A recent analysis of the FRANCE-TAVI registry presented at AHA 2019 has found self-expanding transcatheter heart valves were associated with an increased risk of all-cause mortality following TAVR.
Eric Van Belle, MD, PhD
New data is shedding light on risks of paravalvular regurgitation associated with different forms of transcatheter aortic valve replacement(TAVR) devices.
Results of a study presented at American Heart Association (AHA) 2019 Scientific Sessions in Philadelphia revealed self-expanding transcatheter heart valves were associated with a higher risk of paravalvular discharge, a higher risk of in-hospital mortality, a higher risk of 2-year mortality compared to balloon-expanding transcatheter heart valves.
With an apparent lack of information regarding the topic, investigators conducted the present study in an effort to illustrate risks associated with balloon-expanding and self-expanding transcatheter heart valves. The current study was designed as a prospective analysis using the FRANCE-TAVI registry, which investigators used to evaluate the impact of design on paravalvular regurgitation, intra-hospital mortality, and 2-year mortality using propensity score matching analysis.
From FRANCE-TAVI, a cohort of 12,804 patients who underwent TAVR between 2013 and 2015 were identified for inclusion. After application of exclusion criteria, which included patients referred for a valve-in-valve procedure and patients treated with other valve designs, a group of 12,141 patients were included in the analysis.
Investigators pointed out the specific valves included in the study were the BE-THV SAPIEN-XT or BE-THV SAPIEN 3 valves and the SE-THV Corevalve family.
The study included 2 different co-primary endpoints. Co-primary endpoints included paravalvular regurgitation at discharge or all-cause in-hospital mortality and 2-year all-cause mortality. Secondary endpoints of the study included each individual component of the first co-primary endpoint, procedural and in-hospital events, and post-procedural trans prosthetic gradient by echocardiography.

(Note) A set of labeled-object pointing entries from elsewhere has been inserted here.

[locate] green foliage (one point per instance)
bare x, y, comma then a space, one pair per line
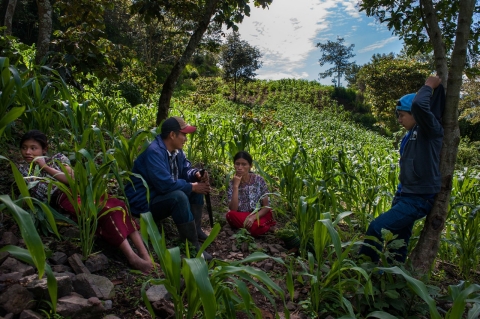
87, 193
215, 289
338, 54
239, 60
384, 80
11, 85
80, 46
404, 18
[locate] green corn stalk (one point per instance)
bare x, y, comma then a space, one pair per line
214, 289
461, 294
467, 237
416, 286
127, 150
10, 86
87, 192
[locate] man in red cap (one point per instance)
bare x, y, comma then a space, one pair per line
176, 189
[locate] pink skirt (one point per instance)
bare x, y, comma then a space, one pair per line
114, 227
237, 219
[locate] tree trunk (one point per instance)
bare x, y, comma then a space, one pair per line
427, 247
235, 88
171, 81
44, 29
9, 16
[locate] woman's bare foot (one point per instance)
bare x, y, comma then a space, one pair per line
140, 264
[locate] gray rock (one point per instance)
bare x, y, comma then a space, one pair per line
39, 288
12, 265
3, 255
273, 250
58, 258
11, 277
16, 299
268, 266
9, 238
291, 306
157, 293
108, 304
29, 314
61, 268
77, 265
79, 308
70, 232
97, 262
89, 285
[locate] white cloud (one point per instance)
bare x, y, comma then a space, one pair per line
377, 45
286, 33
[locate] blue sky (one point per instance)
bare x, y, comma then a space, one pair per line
287, 34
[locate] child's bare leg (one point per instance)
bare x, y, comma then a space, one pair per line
134, 260
138, 242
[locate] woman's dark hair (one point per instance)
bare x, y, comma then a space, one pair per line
35, 135
244, 155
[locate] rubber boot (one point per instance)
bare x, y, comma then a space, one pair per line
188, 231
197, 211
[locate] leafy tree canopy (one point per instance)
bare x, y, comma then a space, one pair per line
385, 79
338, 54
407, 19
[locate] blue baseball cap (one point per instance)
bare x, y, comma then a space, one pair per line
405, 102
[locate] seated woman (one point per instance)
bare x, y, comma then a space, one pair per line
114, 226
246, 189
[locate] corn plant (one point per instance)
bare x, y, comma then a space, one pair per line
87, 193
10, 85
216, 289
330, 271
35, 252
461, 294
125, 150
467, 237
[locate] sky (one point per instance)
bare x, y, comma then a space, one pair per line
287, 33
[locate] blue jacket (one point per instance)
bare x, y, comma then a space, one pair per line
420, 161
154, 167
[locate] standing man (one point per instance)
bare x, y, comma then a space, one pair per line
176, 189
420, 178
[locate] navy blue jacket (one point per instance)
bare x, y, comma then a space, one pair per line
420, 161
154, 167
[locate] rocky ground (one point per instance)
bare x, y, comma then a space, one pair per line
105, 286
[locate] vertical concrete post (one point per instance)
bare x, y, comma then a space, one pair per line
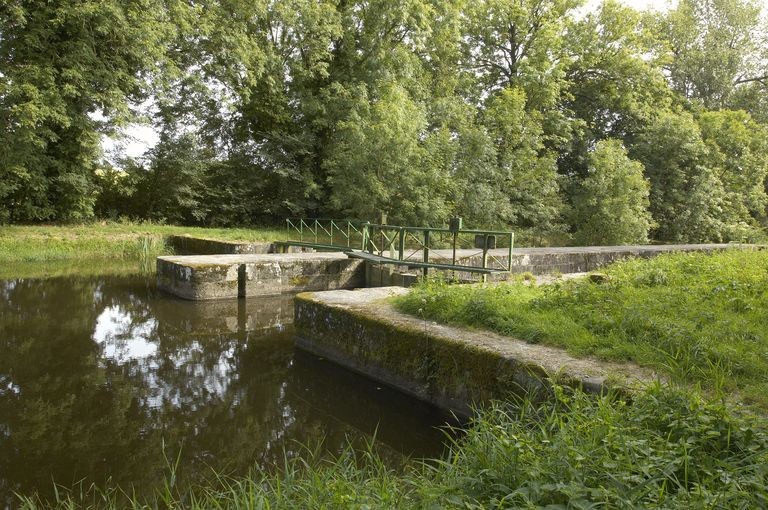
242, 276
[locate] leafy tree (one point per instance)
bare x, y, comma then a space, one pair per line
612, 205
169, 188
613, 88
687, 196
739, 151
378, 165
69, 69
716, 48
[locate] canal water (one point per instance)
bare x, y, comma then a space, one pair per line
105, 380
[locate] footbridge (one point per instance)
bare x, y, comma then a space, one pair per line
461, 251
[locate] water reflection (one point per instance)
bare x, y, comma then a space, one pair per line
98, 373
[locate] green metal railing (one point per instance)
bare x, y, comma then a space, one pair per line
438, 248
454, 249
329, 234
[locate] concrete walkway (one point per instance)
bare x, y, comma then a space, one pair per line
449, 366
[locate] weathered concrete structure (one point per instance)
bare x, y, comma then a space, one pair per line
188, 245
451, 367
230, 276
537, 261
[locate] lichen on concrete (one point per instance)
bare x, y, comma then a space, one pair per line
452, 367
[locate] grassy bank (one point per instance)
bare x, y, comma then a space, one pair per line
666, 449
107, 240
696, 318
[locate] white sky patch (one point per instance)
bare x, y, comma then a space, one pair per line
136, 139
121, 339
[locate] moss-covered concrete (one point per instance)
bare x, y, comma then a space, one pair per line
203, 277
189, 245
451, 367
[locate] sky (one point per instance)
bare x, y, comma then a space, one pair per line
138, 138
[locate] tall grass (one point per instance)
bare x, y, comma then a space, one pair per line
698, 318
667, 448
107, 240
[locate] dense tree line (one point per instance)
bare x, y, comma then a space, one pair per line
604, 126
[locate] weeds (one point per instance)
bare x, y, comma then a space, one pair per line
697, 318
121, 240
667, 448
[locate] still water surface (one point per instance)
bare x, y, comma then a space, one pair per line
103, 377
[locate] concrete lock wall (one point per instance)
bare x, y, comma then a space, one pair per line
188, 245
453, 368
231, 276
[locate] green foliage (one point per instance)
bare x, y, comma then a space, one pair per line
716, 48
63, 64
687, 195
666, 448
123, 240
527, 170
612, 206
739, 151
693, 317
420, 109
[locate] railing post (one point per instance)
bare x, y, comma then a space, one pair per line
364, 243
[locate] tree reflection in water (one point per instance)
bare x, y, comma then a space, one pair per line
103, 378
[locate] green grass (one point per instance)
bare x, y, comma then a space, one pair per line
697, 318
668, 448
107, 240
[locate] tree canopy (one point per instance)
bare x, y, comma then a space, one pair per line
597, 126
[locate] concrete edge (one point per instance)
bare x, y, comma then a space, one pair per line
454, 368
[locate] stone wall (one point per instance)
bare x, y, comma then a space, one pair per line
453, 368
231, 276
186, 245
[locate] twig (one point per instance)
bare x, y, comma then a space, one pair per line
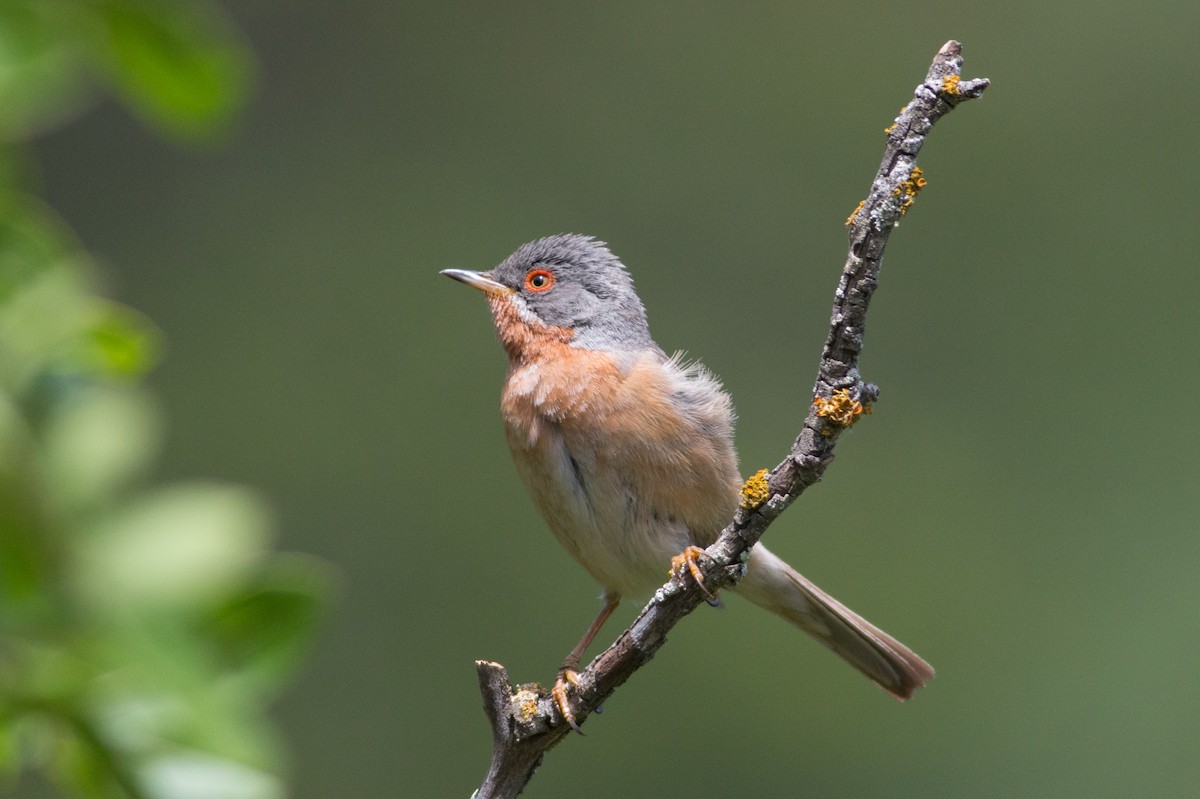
525, 721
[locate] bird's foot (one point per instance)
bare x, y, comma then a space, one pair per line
567, 676
689, 559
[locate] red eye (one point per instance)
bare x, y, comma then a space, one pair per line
540, 280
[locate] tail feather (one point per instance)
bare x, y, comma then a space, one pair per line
774, 586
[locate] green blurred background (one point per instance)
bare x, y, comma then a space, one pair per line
1021, 509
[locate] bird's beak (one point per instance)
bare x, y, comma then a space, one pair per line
481, 281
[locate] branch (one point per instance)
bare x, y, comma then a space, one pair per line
525, 721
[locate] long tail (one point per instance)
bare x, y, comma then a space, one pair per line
774, 586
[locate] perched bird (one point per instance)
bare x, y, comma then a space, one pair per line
628, 454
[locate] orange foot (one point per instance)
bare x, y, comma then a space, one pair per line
688, 558
565, 676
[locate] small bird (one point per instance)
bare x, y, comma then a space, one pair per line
628, 454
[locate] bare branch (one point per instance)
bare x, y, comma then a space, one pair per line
525, 720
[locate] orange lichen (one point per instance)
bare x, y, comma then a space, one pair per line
526, 702
850, 220
909, 190
755, 491
840, 408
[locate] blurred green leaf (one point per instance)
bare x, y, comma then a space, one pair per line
180, 65
96, 444
196, 775
41, 323
41, 79
263, 630
178, 546
33, 240
121, 342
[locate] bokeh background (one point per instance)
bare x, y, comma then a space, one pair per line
1021, 509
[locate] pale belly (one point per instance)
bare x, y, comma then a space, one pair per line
598, 512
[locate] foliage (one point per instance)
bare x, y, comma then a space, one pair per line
142, 628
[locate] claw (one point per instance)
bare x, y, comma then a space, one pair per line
689, 558
567, 676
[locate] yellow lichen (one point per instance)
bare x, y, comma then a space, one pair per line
755, 491
909, 190
840, 408
526, 702
850, 220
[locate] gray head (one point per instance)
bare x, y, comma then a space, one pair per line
574, 282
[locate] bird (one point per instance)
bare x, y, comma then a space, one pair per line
628, 452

Upon analyses, investigators found self-expanding valves (19.8%) had a significantly higher rate of the first co-primary endpoint compared to balloon-expanding valves (11.9%) (matched-OR 1.83; 95% CI: 1.57-2.12, P<0.0001). When examined separately, investigators noted increased rates of moderate or greater paravalvular regurgitation (15.5% versus 8.3%, matched-OR 2.02; 95% CI: 1.69-2.41, P<0.0001) and in-hospital mortality (5.6% versus 4.2%, matched-OR 1.34; 95% CI=1.07-1.69, P=0.01) in patients who underwent TAVR with self-expanding valves.
When assessing the second co-primary endpoint, investigators found self-expanding valves were associated with an increased risk of 2-year all-cause mortality in a propensity-score matched cohort (29.8 versus 26.6, P=0.002). Investigators noted the relation between occurrence of outcome and valve design was consistent across key subgroups, except for delivery approach and year of intervention.
This study, “Balloon-Expandable versus Self-Expandable TAVR on Paravalvular Regurgitation and 2-Year Mortality: A Propensity-Matched Comparison From the FRANCE-TAVI Registry,” was presented by Eric Van Belle, MD, PhD, at AHA 2019.